Cambiar el sistema
Ignacio Ramonet, Le Monde Diplomatique.
Los eurófilos más
extasiados lo machacan sin cesar: si no dispusiéramos del euro, dicen,
las consecuencias de la crisis serían peores para muchos países
europeos. Divinizan un euro “fuerte y protector”. Es su doctrina y la
defienden fanáticamente. Pero lo cierto es que tendrían que explicarles a
los griegos (y a los irlandeses, a los portugueses, a los españoles, a
los italianos y a tantos otros ciudadanos europeos vapuleados por los
planes de ajuste) qué entienden por “consecuencias peores”... De hecho,
estas consecuencias son ya tan insoportables socialmente que, en varios
países de la eurozona, está subiendo, y no sin argumentos, una radical
hostilidad hacia la moneda única y hacia la propia Unión Europea (UE).

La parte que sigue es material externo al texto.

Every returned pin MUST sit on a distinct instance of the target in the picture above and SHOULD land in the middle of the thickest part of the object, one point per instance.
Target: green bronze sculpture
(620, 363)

No les falta razón a estos indignados.
Porque el euro, moneda de 17 países y de sus 350 millones de
habitantes, es una herramienta con un objetivo: la consolidación de los
dogmas neoliberales (1) en los que se fundamenta la UE. Estos
dogmas, que el Pacto de Estabilidad (1997) ratifica y que el Banco
Central Europeo (BCE) sanciona, son esencialmente tres: estabilidad de
los precios, equilibrio presupuestario y estímulo de la competencia.
Ninguna preocupación social, ningún propósito de reducir el paro,
ninguna voluntad de garantizar el crecimiento, y obviamente ningún
empeño en defender el Estado del bienestar.
Con la
vorágine actual, los ciudadanos van entendiendo que tanto el corsé de la
Unión Europea, como el propio euro, han sido dos añagazas para hacerles
entrar en una trampa neoliberal de la que no hay fácil salida. Se
hallan ahora en manos de los mercados porque así lo han querido
explícitamente los dirigentes políticos (de izquierda y derecha) que,
desde hace tres decenios, edifican la Unión Europea. Ellos han
organizado sistemáticamente la impotencia de los Estados con el fin de
conceder cada vez más espacio y mayor margen de maniobra a mercados y
especuladores.
Por eso se decidió (a insistencia de Alemania) que el BCE fuese “totalmente independiente” de los Gobiernos (2).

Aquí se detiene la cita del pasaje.